Le Nord-Ouest frappé par des inondations meurtrières, au moins 12 morts et des dégâts considérables
Le département du Nord-Ouest traverse une situation dramatique après trois jours de pluies torrentielles, du 11 au 13 avril 2026. Les communes de Port-de-Paix, Saint-Louis-du-Nord et Anse-à-Foleur sont particulièrement touchées. Le bilan humain et matériel s’alourdit, tandis que les autorités tirent la sonnette d’alarme face au risque d’une crise humanitaire.
Les fortes précipitations enregistrées entre le 11 et le 13 avril 2026 ont provoqué de graves inondations dans le département du Nord-Ouest, plongeant plusieurs communes dans le chaos. Selon la Direction départementale de la Protection civile, au moins 12 personnes ont perdu la vie, notamment dans les 1ère, 3e et 4e sections de Saint-Louis-du-Nord.
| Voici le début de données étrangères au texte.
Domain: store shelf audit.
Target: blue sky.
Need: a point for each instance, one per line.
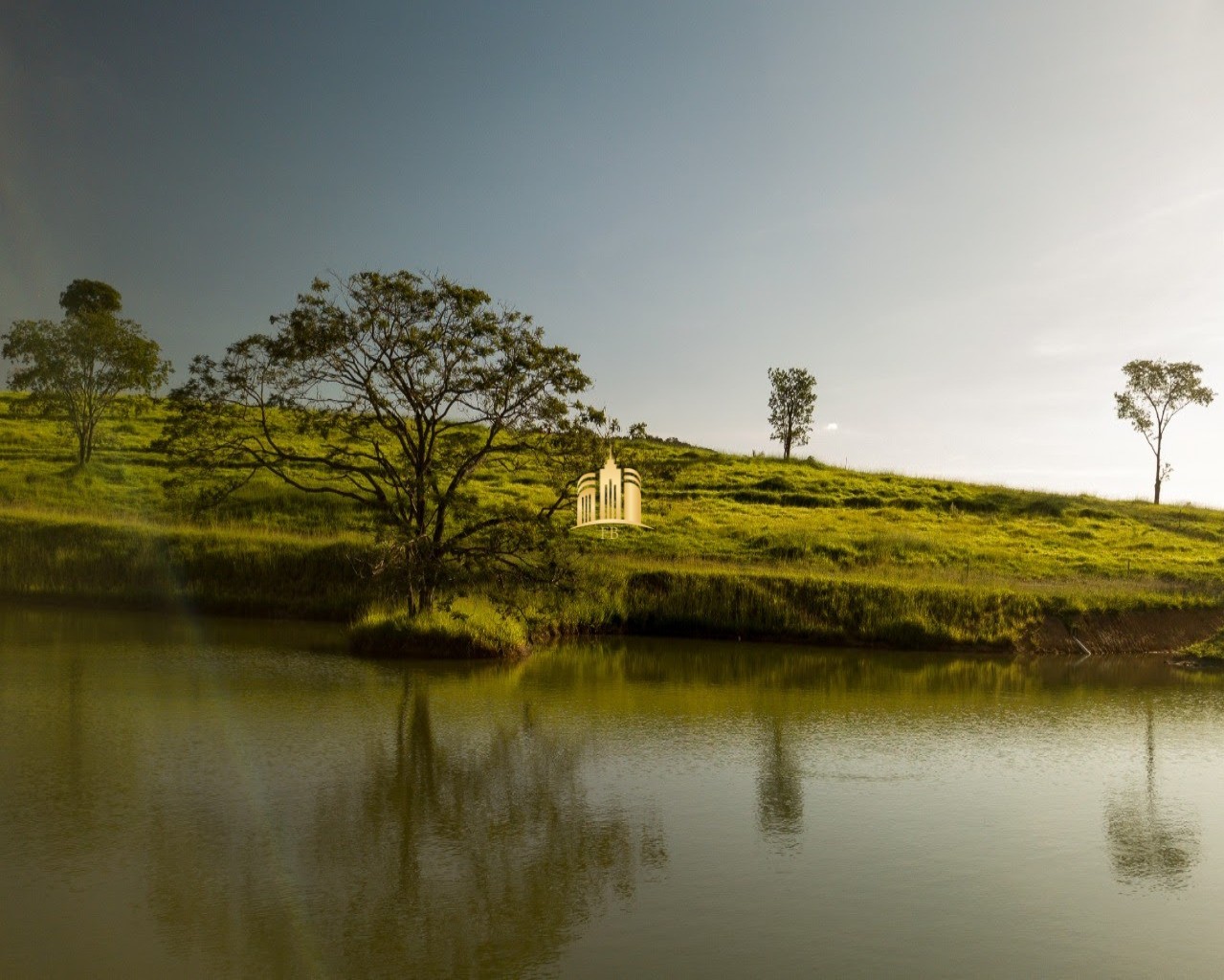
(961, 216)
Plusieurs blessés ont également été signalés. Parmi eux, une personne hospitalisée à Saint-Louis-du-Nord et une femme grièvement touchée après avoir tenté de traverser les eaux à Bas Vieux-Joux. Les crues soudaines ont surpris de nombreuses familles, emportant tout sur leur passage, particulièrement dans des zones où les habitations sont souvent précaires.
À Port-de-Paix, le tableau est tout aussi alarmant. Plus de 800 maisons sont inondées, contraignant des centaines de familles à fuir vers des zones plus élevées. Des quartiers entiers se retrouvent isolés après la destruction de plusieurs infrastructures routières.
L’un des symboles les plus marquants de cette catastrophe reste l’Hôpital Autrichien, aujourd’hui submergé. Des salles de soins envahies par les eaux, du matériel endommagé et des patients évacués en urgence : le principal centre hospitalier de la zone est désormais hors service, au moment même où les besoins sanitaires augmentent considérablement.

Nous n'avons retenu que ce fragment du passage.